Arvind Kejriwal has called off his Saturday morning roadside durbar for good. But that doesn’t mean the Aam Aadmi Party boss will end his street connect with the aam aadmi.
From now on, instead of the janata coming over to meet their leader outside his office, their leader will go out to meet them every Saturday.
“Why should they have to come to the secretariat to get redress for their grievances?” the civil servant-turned-politician said, adding that he would visit different areas of the capital to hear people out.
Rooftops don’t exactly lend themselves to satisfactory interactions, especially when the crowd is on the street below.
It was on the street outside the secretariat that Kejriwal had met people on January 11 for his first, and only, Saturday janata durbar where he had promised “on-the-spot” solutions to at least some grievances.
But as the turnout swelled — over 7,000 by the official count — the Delhi chief minister had to wrap up his maiden durbar within an hour for fear of being trampled. A little over an hour later, he appeared on the rooftop of the secretariat to placate the crowd.
Kejriwal today said he had been left with no option. Asked to comment on former colleague Kiran Bedi’s plea “not to govern from rooftops”, he said: “I was getting calls from police asking for permission to lathi-charge the crowd to disperse them. But I believe democracy is run by dialogue not by lathi. When I came out and spoke to people, they were satisfied and left peacefully.”
The AAP leader said his team was working on a multi-tier system to address public grievances. To begin with, people can register complaints online, a system his predecessor Sheila Dikshit had in place.
For citizens who don’t have access to computers, the AAP government will hire a call centre. “They can call in and dictate their complaints. The call centre employee will write it down and read it back to the complainant. This will then be forwarded to concerned departments,” he said. Complaints can be posted too.
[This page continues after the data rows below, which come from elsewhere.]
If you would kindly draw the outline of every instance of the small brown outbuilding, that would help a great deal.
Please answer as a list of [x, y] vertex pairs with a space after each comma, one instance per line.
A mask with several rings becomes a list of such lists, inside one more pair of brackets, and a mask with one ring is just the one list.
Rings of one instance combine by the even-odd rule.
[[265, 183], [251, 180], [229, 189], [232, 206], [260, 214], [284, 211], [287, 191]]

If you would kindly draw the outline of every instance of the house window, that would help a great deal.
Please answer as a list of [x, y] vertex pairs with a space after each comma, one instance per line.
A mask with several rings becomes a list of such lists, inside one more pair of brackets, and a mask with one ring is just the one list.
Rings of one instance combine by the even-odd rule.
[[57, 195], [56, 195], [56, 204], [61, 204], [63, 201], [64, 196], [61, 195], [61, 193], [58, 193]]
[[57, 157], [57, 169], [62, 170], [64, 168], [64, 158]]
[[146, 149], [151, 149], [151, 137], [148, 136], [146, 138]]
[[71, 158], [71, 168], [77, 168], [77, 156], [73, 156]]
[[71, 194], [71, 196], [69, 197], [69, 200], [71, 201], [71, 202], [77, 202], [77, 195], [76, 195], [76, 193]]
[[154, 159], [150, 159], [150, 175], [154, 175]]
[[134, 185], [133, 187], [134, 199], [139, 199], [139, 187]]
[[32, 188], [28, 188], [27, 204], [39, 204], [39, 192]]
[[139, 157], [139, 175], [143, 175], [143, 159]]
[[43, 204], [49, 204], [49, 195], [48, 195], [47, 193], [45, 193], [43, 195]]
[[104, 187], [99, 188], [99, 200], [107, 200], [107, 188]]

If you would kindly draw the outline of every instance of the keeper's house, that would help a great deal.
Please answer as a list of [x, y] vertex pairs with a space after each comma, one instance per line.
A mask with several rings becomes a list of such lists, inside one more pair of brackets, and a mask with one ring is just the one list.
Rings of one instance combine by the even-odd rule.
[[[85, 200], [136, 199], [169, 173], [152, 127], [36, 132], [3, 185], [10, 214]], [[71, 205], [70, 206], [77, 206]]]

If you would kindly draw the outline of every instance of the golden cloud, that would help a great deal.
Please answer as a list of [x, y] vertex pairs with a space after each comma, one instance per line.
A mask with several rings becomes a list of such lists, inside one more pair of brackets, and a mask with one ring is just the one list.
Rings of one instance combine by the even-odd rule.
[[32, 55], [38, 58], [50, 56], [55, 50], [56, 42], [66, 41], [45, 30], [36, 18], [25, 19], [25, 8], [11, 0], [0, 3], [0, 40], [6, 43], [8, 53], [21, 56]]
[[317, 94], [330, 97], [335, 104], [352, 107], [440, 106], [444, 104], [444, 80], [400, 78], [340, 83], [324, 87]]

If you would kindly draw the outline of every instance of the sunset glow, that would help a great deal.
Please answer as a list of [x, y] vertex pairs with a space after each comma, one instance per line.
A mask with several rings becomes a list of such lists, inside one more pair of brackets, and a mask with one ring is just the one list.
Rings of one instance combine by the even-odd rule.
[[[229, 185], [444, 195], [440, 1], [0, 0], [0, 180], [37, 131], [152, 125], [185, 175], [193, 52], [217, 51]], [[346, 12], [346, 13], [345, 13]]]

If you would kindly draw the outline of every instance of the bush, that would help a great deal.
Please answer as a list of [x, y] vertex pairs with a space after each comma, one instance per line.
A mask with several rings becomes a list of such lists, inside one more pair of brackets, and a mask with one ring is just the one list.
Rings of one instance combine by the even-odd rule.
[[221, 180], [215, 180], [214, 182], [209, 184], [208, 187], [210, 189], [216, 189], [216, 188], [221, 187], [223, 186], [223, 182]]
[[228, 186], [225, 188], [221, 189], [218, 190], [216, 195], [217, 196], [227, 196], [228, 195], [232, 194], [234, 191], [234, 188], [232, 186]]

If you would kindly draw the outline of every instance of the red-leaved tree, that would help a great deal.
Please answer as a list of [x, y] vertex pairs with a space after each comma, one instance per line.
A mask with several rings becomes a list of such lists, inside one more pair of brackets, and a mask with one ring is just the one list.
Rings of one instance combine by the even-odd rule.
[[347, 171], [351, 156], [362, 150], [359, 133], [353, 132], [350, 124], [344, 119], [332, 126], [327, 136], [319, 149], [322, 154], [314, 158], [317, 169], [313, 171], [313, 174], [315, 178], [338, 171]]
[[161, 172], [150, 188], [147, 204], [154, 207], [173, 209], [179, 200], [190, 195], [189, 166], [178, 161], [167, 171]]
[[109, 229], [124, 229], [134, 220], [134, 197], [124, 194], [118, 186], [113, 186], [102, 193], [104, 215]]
For those who land up at the secretariat, there will be a help desk to collect complaints.
Departments like motor licensing, which deal directly with the public, will be connected to the chief minister’s office through video link. “I can interact with the complainant directly through the facility at these centres,” Kejriwal said.
Kejriwal agreed that much of what he was talking about was already in place, but said the system had become “more procedural” than anything else. “It never gave people relief.”
He said there would be a provision in the AAP’s Jan Lokpal Bill to make bureaucrats accountable for timely delivery of services. A government committee is working on the draft of the bill and Kejriwal has promised it will be ready by Wednesday. “Repeated violation of a stipulated timeline to deliver a service could be deemed as an act of corruption,” he said.